When this occurs, spiders are forced to seek alternative sources of nutrition. In addition, spiders will have a plethora of options when it comes to where they can hide. As they are commonly referred to, Cobweb spiders are the most frequent arthropod seen in residential settings. There is a good chance that you have at least a number of them in your home at the moment.

How to remove cobwebs from your home

When a spider abandons its web, the only thing it collects is dust, which is then discarded. In addition, because a cobweb is simply a spiderweb that a spider has abandoned, the answer to removing them is pretty much identical to the way to eliminating any other creepy-crawly critters from the premises: with an extension duster or even just a long stick. Either one of those will suffice for the task at hand.

Consider cleaning your house thoroughly on a drizzly Sunday afternoon. You can get rid of all of the bugs inside your home while the rain takes care of the pests that are waiting until after dark to get inside your home.
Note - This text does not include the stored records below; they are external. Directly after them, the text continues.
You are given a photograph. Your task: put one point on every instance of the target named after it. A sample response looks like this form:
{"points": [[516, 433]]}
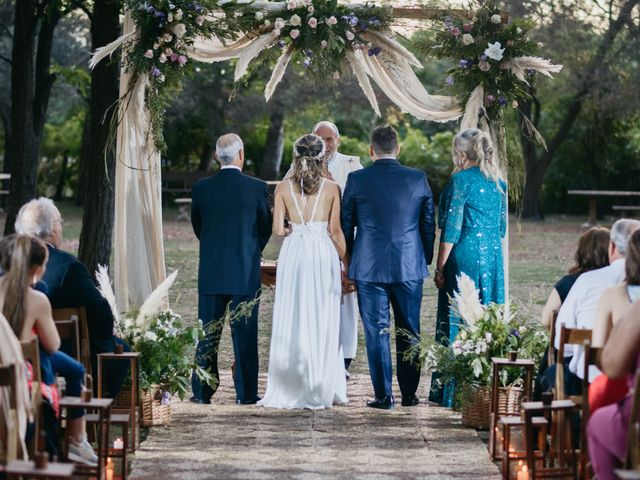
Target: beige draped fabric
{"points": [[139, 250]]}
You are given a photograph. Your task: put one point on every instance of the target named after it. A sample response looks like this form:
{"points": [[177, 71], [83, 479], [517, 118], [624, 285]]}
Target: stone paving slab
{"points": [[228, 441]]}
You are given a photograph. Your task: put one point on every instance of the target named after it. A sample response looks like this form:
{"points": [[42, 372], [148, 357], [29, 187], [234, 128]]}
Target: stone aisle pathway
{"points": [[226, 441]]}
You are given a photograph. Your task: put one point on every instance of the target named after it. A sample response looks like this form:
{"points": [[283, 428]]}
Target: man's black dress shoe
{"points": [[384, 403], [411, 401]]}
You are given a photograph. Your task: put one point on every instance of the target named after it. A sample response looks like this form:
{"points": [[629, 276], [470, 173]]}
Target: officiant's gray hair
{"points": [[36, 218], [228, 148], [329, 125]]}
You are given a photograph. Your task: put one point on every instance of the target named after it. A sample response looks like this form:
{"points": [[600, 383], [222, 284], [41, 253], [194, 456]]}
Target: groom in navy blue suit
{"points": [[231, 217], [391, 208]]}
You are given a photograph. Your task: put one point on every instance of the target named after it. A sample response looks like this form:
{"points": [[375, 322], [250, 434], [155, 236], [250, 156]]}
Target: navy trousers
{"points": [[374, 300], [244, 334]]}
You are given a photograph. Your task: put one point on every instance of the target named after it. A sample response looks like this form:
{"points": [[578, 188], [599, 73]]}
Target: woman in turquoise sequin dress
{"points": [[472, 218]]}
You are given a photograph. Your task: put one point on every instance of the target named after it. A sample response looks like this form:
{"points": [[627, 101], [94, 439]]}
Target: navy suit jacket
{"points": [[70, 285], [391, 206], [231, 217]]}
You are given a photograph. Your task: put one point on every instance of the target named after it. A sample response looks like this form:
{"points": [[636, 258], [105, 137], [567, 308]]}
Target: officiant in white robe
{"points": [[340, 166]]}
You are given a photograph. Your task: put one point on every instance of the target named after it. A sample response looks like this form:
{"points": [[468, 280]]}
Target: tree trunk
{"points": [[97, 220], [270, 168], [536, 167], [62, 177]]}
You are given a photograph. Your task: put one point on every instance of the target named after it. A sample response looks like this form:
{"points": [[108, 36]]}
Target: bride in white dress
{"points": [[306, 367]]}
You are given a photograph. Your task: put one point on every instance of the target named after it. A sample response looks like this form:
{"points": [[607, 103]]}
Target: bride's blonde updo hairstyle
{"points": [[477, 146], [308, 163]]}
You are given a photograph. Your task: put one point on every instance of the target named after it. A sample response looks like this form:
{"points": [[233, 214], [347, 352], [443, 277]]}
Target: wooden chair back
{"points": [[10, 430], [31, 354], [568, 336], [551, 354], [592, 356], [69, 331], [80, 314], [632, 460]]}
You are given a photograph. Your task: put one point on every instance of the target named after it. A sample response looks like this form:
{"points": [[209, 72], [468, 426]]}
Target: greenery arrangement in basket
{"points": [[167, 346], [486, 331]]}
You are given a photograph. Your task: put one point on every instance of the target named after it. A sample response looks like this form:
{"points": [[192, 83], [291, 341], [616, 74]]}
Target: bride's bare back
{"points": [[327, 210]]}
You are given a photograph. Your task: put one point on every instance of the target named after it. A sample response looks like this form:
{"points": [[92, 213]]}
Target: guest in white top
{"points": [[579, 308]]}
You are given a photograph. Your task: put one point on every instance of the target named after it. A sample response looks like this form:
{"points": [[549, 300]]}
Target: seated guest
{"points": [[23, 259], [69, 285], [579, 308], [613, 305], [608, 426], [592, 253]]}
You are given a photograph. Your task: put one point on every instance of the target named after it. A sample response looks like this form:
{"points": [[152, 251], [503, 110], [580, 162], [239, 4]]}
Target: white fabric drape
{"points": [[139, 250]]}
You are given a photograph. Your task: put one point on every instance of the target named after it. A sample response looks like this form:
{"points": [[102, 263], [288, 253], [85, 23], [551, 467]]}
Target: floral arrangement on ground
{"points": [[485, 331]]}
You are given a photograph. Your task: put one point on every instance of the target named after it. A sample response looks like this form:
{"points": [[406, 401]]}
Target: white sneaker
{"points": [[82, 452]]}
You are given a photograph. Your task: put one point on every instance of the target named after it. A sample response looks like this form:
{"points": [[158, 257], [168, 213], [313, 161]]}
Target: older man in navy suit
{"points": [[231, 217], [391, 207]]}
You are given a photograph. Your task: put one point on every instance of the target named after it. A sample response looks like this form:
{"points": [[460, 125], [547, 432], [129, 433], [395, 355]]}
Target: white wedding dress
{"points": [[306, 368]]}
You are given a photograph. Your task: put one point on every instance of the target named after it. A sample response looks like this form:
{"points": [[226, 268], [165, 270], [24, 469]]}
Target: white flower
{"points": [[295, 20], [494, 51], [152, 337], [468, 39], [467, 300]]}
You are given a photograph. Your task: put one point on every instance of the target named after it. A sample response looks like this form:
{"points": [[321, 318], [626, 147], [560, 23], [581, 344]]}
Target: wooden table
{"points": [[593, 197]]}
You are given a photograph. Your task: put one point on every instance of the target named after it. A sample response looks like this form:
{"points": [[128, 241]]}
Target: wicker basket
{"points": [[154, 412], [476, 408]]}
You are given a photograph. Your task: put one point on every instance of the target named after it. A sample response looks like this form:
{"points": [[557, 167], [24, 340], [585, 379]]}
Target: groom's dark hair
{"points": [[384, 140]]}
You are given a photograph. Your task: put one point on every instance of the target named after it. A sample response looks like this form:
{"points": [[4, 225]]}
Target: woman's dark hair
{"points": [[592, 251], [308, 163], [18, 255], [632, 259]]}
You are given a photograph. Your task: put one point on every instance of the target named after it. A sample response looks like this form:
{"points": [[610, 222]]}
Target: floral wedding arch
{"points": [[162, 39]]}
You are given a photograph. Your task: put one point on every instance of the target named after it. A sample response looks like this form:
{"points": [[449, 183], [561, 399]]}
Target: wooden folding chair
{"points": [[31, 354], [80, 314], [11, 433], [69, 331]]}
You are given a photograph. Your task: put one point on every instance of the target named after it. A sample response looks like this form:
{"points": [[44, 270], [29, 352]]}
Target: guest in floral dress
{"points": [[472, 218]]}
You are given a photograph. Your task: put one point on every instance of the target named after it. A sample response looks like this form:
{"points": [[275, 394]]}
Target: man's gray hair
{"points": [[621, 232], [228, 148], [36, 218], [327, 124]]}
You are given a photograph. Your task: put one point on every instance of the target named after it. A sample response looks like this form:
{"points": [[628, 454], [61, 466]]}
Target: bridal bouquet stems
{"points": [[486, 331]]}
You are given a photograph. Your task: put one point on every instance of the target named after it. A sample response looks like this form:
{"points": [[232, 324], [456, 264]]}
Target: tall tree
{"points": [[592, 78], [97, 219], [31, 82]]}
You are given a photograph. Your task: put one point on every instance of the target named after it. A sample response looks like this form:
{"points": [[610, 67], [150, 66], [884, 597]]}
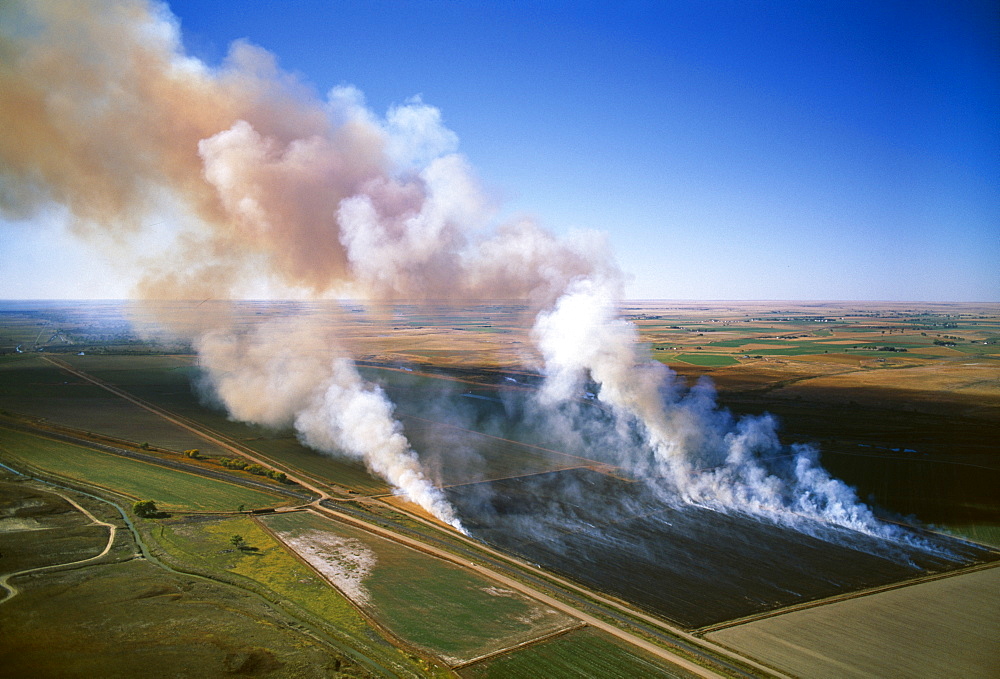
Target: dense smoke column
{"points": [[232, 180], [692, 450], [288, 372]]}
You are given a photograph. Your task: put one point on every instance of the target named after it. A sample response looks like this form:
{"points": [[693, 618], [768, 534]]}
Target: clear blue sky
{"points": [[731, 149]]}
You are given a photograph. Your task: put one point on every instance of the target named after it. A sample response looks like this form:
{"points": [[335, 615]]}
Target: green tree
{"points": [[145, 509]]}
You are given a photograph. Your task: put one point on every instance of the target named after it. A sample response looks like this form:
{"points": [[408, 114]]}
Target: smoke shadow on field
{"points": [[690, 564]]}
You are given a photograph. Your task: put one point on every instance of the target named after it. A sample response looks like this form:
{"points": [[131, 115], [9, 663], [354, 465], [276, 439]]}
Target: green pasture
{"points": [[136, 619], [342, 471], [576, 655], [171, 489], [38, 388], [446, 610], [707, 360], [206, 543]]}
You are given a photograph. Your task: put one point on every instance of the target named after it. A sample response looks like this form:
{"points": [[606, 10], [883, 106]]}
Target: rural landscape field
{"points": [[262, 557]]}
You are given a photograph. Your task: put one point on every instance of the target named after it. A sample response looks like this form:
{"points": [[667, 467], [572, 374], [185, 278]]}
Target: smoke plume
{"points": [[225, 180]]}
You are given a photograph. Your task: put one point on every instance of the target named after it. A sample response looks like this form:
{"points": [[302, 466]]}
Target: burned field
{"points": [[692, 565]]}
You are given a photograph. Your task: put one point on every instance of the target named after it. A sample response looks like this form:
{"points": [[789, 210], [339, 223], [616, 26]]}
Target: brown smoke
{"points": [[256, 177]]}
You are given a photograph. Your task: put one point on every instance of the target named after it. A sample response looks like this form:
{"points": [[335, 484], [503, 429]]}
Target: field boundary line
{"points": [[550, 601], [521, 646], [112, 533], [382, 629], [847, 596]]}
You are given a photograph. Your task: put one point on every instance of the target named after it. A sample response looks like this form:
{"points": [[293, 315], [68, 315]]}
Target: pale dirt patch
{"points": [[16, 524], [943, 628], [344, 562]]}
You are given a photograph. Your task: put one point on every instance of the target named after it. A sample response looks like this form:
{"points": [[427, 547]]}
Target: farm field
{"points": [[903, 403], [580, 653], [169, 488], [31, 386], [447, 611], [944, 628], [75, 623], [204, 544], [688, 564], [39, 528]]}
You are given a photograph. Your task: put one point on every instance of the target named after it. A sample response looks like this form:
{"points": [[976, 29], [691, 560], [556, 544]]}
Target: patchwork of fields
{"points": [[902, 401]]}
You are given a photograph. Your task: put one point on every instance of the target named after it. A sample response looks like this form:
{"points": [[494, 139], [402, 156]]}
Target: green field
{"points": [[134, 619], [166, 381], [170, 489], [35, 387], [577, 655], [446, 610], [945, 628], [205, 543]]}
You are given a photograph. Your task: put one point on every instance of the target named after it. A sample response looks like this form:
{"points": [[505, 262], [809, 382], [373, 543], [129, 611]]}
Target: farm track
{"points": [[659, 651], [47, 432], [94, 521]]}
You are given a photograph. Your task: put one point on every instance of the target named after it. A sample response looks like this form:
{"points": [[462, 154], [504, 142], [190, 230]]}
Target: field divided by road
{"points": [[949, 627], [170, 489], [437, 606]]}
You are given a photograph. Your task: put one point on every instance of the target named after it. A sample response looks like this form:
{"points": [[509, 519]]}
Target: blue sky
{"points": [[730, 150]]}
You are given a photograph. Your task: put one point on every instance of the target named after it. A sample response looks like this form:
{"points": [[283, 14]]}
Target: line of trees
{"points": [[243, 465]]}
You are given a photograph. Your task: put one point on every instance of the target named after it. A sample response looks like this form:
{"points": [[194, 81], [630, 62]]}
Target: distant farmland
{"points": [[169, 488]]}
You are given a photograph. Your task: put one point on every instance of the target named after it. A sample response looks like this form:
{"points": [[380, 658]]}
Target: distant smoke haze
{"points": [[221, 179]]}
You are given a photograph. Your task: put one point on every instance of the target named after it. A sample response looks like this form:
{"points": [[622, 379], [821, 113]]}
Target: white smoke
{"points": [[268, 186], [691, 449], [289, 372]]}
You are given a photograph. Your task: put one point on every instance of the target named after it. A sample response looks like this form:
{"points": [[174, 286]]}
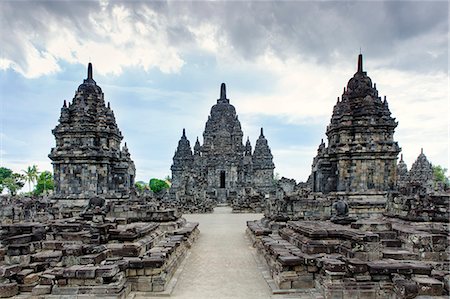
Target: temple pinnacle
{"points": [[360, 63], [90, 71], [223, 92]]}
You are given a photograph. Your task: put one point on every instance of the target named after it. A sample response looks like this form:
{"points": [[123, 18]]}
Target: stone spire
{"points": [[248, 148], [197, 148], [183, 155], [87, 159], [421, 171], [90, 77], [223, 133], [360, 69], [359, 118], [89, 85], [402, 172], [223, 94], [262, 156]]}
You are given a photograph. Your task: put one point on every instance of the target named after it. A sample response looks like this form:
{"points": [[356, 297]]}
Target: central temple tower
{"points": [[219, 169]]}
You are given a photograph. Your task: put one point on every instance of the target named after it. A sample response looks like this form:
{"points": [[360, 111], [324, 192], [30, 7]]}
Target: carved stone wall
{"points": [[361, 154], [219, 169], [87, 159]]}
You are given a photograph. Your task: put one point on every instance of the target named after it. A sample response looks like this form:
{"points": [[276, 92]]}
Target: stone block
{"points": [[429, 286], [31, 278], [8, 289], [40, 290], [86, 272], [9, 270], [107, 270], [47, 279]]}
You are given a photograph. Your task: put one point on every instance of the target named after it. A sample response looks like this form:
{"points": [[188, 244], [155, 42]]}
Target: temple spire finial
{"points": [[223, 91], [90, 71], [360, 70]]}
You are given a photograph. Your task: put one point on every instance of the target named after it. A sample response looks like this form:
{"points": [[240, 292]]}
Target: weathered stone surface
{"points": [[360, 157], [222, 169], [8, 289], [87, 160]]}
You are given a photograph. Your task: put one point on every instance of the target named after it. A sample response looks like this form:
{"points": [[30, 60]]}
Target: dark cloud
{"points": [[398, 33]]}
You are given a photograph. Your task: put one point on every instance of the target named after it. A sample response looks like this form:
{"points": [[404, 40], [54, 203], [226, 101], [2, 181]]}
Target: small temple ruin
{"points": [[362, 226], [87, 159], [361, 155], [222, 169]]}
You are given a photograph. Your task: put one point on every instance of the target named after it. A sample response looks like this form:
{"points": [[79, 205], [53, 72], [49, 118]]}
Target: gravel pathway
{"points": [[221, 264]]}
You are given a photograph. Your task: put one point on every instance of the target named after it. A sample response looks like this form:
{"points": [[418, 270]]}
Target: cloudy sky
{"points": [[160, 64]]}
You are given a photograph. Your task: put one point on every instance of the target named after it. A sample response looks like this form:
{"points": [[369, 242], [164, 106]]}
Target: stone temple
{"points": [[361, 155], [87, 159], [223, 169]]}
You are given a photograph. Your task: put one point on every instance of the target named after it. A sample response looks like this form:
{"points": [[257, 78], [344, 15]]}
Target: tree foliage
{"points": [[13, 183], [440, 175], [157, 185], [44, 184], [4, 173], [31, 175], [140, 186]]}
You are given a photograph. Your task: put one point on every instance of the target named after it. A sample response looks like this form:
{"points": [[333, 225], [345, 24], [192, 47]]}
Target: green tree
{"points": [[157, 185], [439, 175], [44, 183], [276, 178], [140, 186], [4, 173], [14, 183], [31, 175]]}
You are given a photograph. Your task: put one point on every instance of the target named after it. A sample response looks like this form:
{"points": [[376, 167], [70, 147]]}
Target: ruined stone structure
{"points": [[419, 197], [222, 168], [87, 159], [363, 227], [361, 154], [111, 250]]}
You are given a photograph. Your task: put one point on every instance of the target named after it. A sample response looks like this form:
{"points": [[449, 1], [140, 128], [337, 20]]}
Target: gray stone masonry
{"points": [[361, 154], [87, 159], [221, 169]]}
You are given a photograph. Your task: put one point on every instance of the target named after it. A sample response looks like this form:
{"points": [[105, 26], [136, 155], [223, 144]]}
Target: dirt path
{"points": [[221, 264]]}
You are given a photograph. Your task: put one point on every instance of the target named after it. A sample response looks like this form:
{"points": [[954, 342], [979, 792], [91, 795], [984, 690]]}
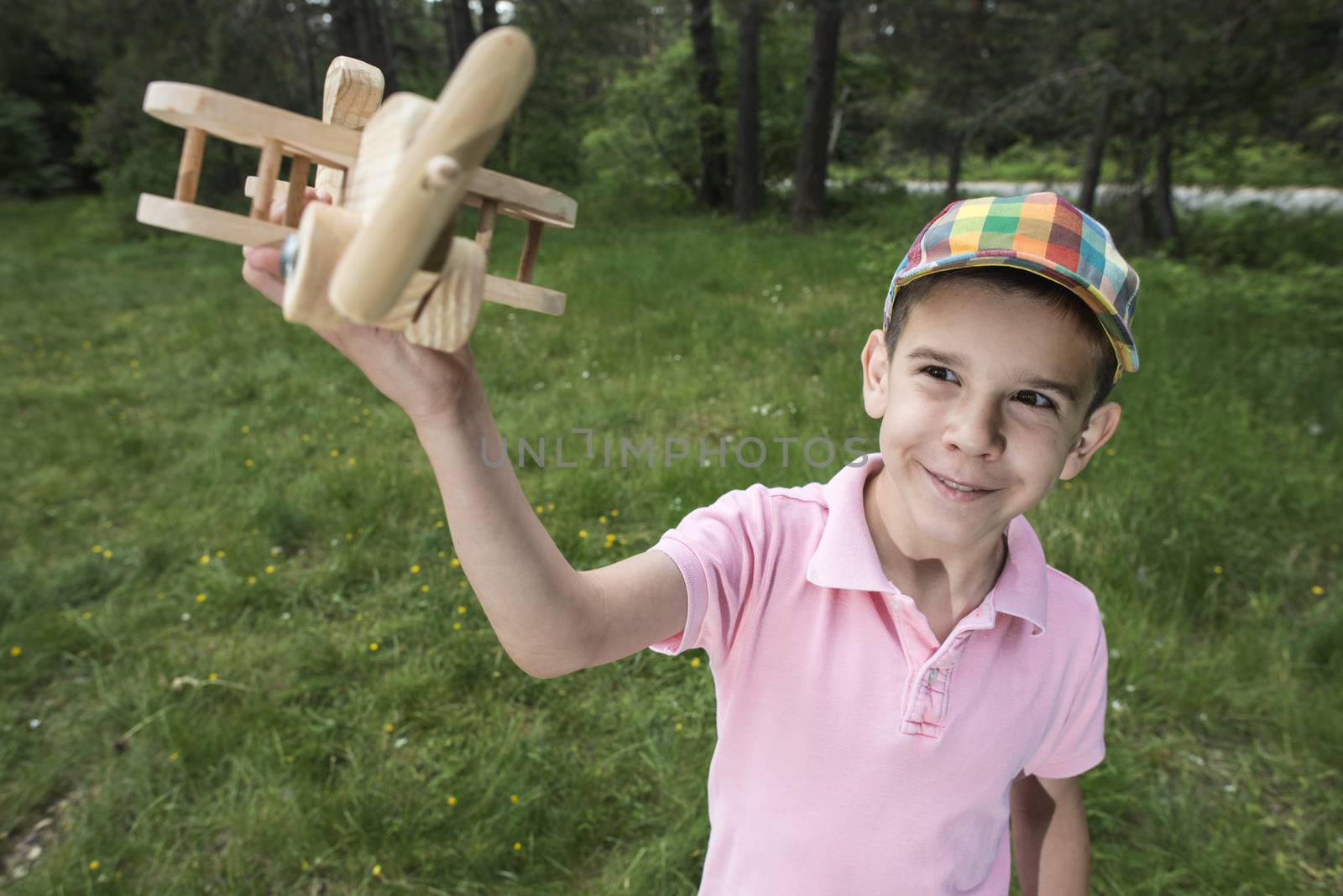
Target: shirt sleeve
{"points": [[1076, 739], [718, 550]]}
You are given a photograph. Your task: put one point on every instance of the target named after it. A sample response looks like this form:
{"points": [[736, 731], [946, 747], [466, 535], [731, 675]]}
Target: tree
{"points": [[810, 180], [747, 180], [713, 141], [461, 29]]}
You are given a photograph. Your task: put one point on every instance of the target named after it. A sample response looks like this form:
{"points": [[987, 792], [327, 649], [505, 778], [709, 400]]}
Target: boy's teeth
{"points": [[951, 484]]}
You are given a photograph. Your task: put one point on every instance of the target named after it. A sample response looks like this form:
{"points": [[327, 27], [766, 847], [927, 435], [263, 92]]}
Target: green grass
{"points": [[141, 376]]}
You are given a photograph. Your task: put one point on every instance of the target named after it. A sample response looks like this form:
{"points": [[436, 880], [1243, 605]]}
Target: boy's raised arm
{"points": [[551, 618]]}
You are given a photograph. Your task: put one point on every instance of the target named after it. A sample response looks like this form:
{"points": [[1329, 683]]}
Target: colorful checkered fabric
{"points": [[1037, 232]]}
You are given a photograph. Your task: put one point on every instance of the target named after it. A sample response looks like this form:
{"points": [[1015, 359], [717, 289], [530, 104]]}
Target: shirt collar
{"points": [[845, 558]]}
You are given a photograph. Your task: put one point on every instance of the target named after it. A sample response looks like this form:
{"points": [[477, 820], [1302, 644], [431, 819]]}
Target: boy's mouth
{"points": [[958, 487]]}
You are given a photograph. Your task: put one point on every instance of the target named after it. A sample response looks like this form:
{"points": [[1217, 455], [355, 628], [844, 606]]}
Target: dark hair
{"points": [[1018, 284]]}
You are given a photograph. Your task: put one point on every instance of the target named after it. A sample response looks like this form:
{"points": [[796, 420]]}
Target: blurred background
{"points": [[238, 654], [738, 107]]}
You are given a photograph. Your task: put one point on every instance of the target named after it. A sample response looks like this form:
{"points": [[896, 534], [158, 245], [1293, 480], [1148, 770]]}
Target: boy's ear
{"points": [[875, 371], [1098, 431]]}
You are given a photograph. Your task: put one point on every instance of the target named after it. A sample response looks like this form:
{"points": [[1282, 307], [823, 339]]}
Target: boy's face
{"points": [[977, 392]]}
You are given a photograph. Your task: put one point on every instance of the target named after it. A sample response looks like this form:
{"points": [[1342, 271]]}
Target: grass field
{"points": [[238, 656]]}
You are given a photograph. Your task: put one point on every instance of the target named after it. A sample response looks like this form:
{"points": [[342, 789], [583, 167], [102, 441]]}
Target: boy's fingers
{"points": [[265, 259], [265, 284]]}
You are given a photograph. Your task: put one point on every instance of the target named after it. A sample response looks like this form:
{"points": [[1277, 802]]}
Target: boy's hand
{"points": [[425, 383]]}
Whenever you clean, make sure to get all of those hard-to-reach corners and crevices in the top and lower corners of your home, as well as under the legs of tables and chairs.

Yes, this also entails getting the space beneath the sofa. Almost any spot you don’t check or access frequently is a perfect location for a spider to construct its web. To maintain your home clear of cobwebs, there are a few things you should consider doing.

Maintain a regular cleaning schedule

Cleaning your space on a monthly or biweekly basis will help maintain your home clear of spiderwebs and the bugs that spiderwebs attract and feed on.

Peppermint essential oil can be used

To give yourself an extra layer of protection, spray some peppermint essential oil in every room of your house. Spiders have decided that the powerful aroma is too overbearing for them, relocating to a different area.

Don’t simply consider inside the house

Walking around your house now and again and looking for spiderwebs under eaves and overhangs is a good idea. Search the area surrounding the base of pillars or light fixtures for hidden treasure. Because, even though they are currently outdoors, it will not be difficult for them to find their way back inside.

There are too many cobwebs

Despite their small size, spider webs are an essential component of the food chain. They can be instrumental in catching all of the tiny bugs and flies that can drive you insane. Still, an excessive amount of spider webs or cobwebs in your home could indicate the presence of a more extensive insect infestation. And that does not imply that your cleanliness or how frequently you clean have been called into question.

Weather changes will provide opportunities for all kinds of creatures to sneak into homes, especially during the warmer months. When this occurs, speak with your landlord or the building management office and ask whether an exterminator may be dispatched to your residence.

If you have a pet like me, Mark Roemer, make sure to request that they use insecticides and sprays that are safe for your pet. To save time and money, you can also acquire the necessary supplies online. That way, you can leave the spider webs where they belong – in horror movies and the eerie old mansion at the end of the block, where they belong.